Heartache is harsh. Probably the most painful thing everyone has to deal with. The most comparable thing is the heartburn you feel after eating Chinese and chugging a can of coke.

It's inevitable. You can't really run from it or hide away but you can avoid it. By avoiding the kind of people who only tune into their own heads and not those around them.

Others opinions shouldn't matter. What people think of you or who hates you or loves you. People are people, and they are easily replaceable. Some shouldn't have had the honor of knowing you or seeing the tiniest glimpse of your raw person. They didn't deserve your time, your money, your effort, your tears and pain.

Because at the end of the day, they'll only fix what benefits them in the end. And if that's what keeps you around then they'll only do it for that reason.

But that would all be a lie. Everything they claim to have done for you was actually only done for themselves. It was to keep you around, and to not lose you. It was never because they wanted to.

And as someone blasts Ed Sheeran from outside my window and through the windows of their car I can't help but love, love.

I cant help but love the idea and feeling or whatever I had felt. Though I'm pretty sure it wasn't love. I admire the way people show it. The way the right people show it. The way my family and friends show it.

Through comforting awkward hugs and statements of them always being there for me. These sort of things are underrated. This form of love is the most important of them all. Because they all mean it. And they'll mean it when they're angry at you or when you're angry at them. They'll still hold that love for you.

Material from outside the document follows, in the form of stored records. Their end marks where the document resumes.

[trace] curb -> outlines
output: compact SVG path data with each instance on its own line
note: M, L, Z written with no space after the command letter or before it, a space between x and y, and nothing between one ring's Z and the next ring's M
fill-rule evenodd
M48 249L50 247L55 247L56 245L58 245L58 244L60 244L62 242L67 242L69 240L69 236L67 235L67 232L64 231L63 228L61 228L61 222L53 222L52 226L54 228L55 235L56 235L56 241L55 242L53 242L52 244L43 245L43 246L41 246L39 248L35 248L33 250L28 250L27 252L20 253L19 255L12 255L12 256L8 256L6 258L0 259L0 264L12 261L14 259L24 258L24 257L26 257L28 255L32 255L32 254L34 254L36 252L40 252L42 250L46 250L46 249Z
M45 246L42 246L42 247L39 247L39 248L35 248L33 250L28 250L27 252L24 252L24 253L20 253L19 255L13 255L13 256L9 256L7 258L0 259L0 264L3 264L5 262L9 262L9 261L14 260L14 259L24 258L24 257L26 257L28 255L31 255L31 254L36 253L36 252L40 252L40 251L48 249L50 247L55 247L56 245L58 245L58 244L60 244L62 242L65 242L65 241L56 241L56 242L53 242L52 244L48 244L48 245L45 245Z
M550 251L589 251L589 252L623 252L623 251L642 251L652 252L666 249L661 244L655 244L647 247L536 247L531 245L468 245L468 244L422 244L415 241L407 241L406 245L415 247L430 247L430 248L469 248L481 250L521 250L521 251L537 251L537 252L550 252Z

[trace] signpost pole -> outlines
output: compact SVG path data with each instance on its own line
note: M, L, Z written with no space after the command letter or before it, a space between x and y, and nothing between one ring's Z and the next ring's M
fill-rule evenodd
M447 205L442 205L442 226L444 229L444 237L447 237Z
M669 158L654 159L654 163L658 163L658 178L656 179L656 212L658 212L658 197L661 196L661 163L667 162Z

That little bit of appreciation for your existence. It'll never disappear, it'll never fade. Even after they're long gone. The love they held for you will stay with you.

It makes me excited for the future and the present. I'm so happy to grow. I'm grateful for all the people I've met, for all the people I was centimeters away from loving so passionately. But things happen for a reason and fate is cruel but rewarding. What is not for me will simply stray away. And I hope to learn how to love multiple people. To drown in the arms of so many different humans and to give them a taste of what I can offer. I want to learn and meet and understand why someone may think a certain way.

I want to travel and fall in love with thousands of vessels. I don't want to be tied down and hidden from millions and millions of amazing people. Talented, hopeful, beautiful, male, female, both, romantic, stoic, broken, healing, insane people.

Eventually I want to settle down with that one person. I know they'll be exactly what I need. They'll fill up the holes I've fixed up and mold into me. The thought alone of finding my person one day or maybe rewiring something, but letting it happen with the hands of fate rather than me being desperate to fill a spot instantly extinguishes whatever sadness I felt.

It gives me enough motivation to better and prepare myself for them. I just hope he's the prettiest man I'll ever meet, or meet again.